Trey, thanks so much for your erudition and devotion to computational linguistics issues, I am really impressed :)
Indeed, the iota subscript is parsed as main letter + iota (αι in the case discussed) as it "contains" an "embedded" form of iota.
Another example from wiktionary, τηδε will match nothing, τηιδε though will give τῇδε. Although this parsing is, strictly speaking, linguistically correct, I think that when it comes to usability it would be good that the iota subscript is also parsed as a diacritic (and hence stripped off for autocomplete purposes) so that both τηδε and τηιδε will give τῇδε.
As for adding the exceptions in icu_normalizer or unicodeSetFilter that is great to know! Where can I find those files, for example to normalize ᾴ to α, and so on (whilst also maintaining the current approach of being able to type αι to get ᾴ)? Spiros71 (talk) 20:07, 26 April 2023 (UTC)Reply
Sorry I missed your reply! I was not watching my notifications carefully this week.
If you are available at 15:00-16:00 UTC, we are having office hours this Wednesday, May 3, and we can talk live about your situation. More info on the etherpad.
> so that both τηδε and τηιδε will give τῇδε
I'm not seeing an easy way to allow both τηδε and τηιδε to match τῇδε. If you convert ῇ to η, then τηιδε won't match anymore. A hack would be to also convert ηι to η, but I don't know enough Greek to know if that's a reasonable idea. In general, it sounds like a bad idea, though, because there are probably other contexts where the ι in ηι shouldn't be ignored. More on this below.
Before I give some pointers on how to modify your config, I'm not sure what the best practice is for maintaining language analyzer customizations to a MediaWiki installation. (I only normally work with the code that generates the config for the Wikimedia wikis.) You might want to follow up with the MediaWiki Stakeholders' Group if you aren't already familiar with them. By coincidence, they are having theirmonthly meeting next Friday, May 5. No idea if that's the right place to ask these questions, but I'm sure they can point you in a good direction. There are also EMWCon (which just happened, alas) and SMWCon (in the fall, in Europe). Some of the folks from EMWCon may be helpful, too. Finally, on the off chance you are in or near Athens (not impossible, given our topic of conversation!) the 2023 Wikimedia Hackathon is happening there in a few weeks. They will be much more focused on Wikimedia sites/wikis, but if you happen to live around the corner from the venue, it might be worth it to talk with some Wikimedia developers in person. (And some of the people from the above groups will likely overlap.)
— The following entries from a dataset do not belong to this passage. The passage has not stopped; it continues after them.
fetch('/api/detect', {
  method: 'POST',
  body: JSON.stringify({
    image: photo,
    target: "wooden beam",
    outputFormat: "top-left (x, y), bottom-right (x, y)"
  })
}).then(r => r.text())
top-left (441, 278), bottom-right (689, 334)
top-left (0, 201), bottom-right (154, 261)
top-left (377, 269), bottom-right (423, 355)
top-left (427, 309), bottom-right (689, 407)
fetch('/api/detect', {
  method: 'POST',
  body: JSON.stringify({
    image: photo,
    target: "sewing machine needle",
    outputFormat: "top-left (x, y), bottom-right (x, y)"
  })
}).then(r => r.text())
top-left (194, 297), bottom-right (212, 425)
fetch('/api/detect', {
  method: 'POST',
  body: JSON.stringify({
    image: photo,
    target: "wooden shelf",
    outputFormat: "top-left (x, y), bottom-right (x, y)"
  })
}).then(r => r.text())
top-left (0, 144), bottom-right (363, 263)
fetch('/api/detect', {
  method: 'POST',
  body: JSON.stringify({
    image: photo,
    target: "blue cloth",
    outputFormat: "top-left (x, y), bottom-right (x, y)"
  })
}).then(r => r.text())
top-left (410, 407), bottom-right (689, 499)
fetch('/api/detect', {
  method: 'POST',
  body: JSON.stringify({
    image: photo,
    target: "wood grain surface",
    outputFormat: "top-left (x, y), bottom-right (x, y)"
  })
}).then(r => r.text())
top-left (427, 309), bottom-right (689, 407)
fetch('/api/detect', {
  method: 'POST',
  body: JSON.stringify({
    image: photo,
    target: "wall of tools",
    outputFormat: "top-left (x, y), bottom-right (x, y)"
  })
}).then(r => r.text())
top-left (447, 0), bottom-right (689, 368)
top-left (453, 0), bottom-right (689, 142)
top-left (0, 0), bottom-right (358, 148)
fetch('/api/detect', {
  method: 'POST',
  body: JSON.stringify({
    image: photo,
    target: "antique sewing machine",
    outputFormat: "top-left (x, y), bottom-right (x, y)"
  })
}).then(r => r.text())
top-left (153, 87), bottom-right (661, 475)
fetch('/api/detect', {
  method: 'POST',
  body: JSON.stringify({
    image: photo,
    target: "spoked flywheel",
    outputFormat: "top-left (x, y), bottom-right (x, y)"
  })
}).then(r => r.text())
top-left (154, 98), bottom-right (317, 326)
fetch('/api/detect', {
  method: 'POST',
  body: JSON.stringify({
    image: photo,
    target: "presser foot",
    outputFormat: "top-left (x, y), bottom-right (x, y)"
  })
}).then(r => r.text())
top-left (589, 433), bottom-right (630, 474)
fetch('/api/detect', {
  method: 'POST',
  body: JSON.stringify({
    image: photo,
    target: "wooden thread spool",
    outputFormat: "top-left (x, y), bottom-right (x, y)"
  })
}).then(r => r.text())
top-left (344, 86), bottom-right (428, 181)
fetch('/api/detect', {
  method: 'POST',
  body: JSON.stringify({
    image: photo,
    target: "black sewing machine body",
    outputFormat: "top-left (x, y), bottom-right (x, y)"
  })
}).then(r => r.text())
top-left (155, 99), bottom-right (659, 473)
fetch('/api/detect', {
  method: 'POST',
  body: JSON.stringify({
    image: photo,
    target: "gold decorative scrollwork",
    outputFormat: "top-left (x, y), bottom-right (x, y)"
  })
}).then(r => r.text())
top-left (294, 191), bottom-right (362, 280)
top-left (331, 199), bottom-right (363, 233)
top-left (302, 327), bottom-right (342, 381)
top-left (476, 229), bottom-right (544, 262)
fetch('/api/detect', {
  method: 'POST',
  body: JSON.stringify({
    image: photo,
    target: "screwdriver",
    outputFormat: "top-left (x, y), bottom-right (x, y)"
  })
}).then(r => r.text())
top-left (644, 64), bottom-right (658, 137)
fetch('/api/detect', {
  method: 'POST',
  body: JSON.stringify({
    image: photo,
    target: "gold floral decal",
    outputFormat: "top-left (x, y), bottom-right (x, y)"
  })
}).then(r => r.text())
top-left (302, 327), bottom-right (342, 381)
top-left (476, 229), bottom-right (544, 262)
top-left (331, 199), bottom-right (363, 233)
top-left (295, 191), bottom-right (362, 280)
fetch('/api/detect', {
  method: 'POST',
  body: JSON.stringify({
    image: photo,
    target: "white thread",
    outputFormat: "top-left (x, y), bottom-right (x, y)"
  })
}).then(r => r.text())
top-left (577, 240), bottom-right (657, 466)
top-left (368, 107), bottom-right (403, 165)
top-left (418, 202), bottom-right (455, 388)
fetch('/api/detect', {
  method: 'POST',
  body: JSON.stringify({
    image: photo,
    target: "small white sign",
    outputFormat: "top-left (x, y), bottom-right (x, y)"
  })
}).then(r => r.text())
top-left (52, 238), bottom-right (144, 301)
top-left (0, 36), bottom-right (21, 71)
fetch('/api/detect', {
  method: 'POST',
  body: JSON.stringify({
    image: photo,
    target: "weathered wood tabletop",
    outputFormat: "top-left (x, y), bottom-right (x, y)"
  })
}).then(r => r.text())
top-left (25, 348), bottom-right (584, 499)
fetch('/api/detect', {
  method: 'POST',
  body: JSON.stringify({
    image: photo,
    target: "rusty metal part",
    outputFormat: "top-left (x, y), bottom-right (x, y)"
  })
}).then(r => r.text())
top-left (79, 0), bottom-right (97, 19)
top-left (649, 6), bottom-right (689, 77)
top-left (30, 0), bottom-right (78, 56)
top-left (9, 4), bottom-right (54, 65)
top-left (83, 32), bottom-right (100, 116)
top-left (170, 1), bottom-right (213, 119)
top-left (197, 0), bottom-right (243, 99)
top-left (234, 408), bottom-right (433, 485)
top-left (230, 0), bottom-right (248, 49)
[Looking around, I also found this conversation which points to this Phab Paste, which allows you to use hooks to add custom analysis config. @DCausse (WMF) wrote it, though, and it's basically magic to me. It may also be a little out of date; not sure about that.]
With that disclaimer and distraction out of the way, the readily available ways to customize your analyzer config is either in code, in mediawiki/extensions/CirrusSearch/includes/Maintenance/SuggesterAnalysisConfigBuilder.php if you are a PHP hacker, or with curl or the Elastic console if you are an Elastic hacker. (There are probably other, maybe better ways, too.) The curl/console option is probably the easiest to pick up from online examples, since it's not MediaWiki-specific.
Anyway, to get τηδε to match τῇδε, a mapping character filter would let you map "ᾴ=>α", "ῇ=>η" (and all the others) before icu_normalizer does something you don't want.
If you look at the Greek Wikipedia config, there's titlesuggest / titlesuggest / index / analysis. You could add another mapping char_filter there, and configure it in analzyer / plain / char_filterandanalyzer / plain_search / char_filter (plain applies to the text in your documents; plain_search applies to user queries; they are often the same.) The new character filter could go before or after word_break_helper; since it doesn't do anything to Greek letters, so the order doesn't really matter.
The problem is that adding this kind of mapping char_filter would mean that τηιδε would not match τῇδε anymore (other than to the degree any typo might match). If τηδε matching is more important than τηιδε matching, then this might be the way to go.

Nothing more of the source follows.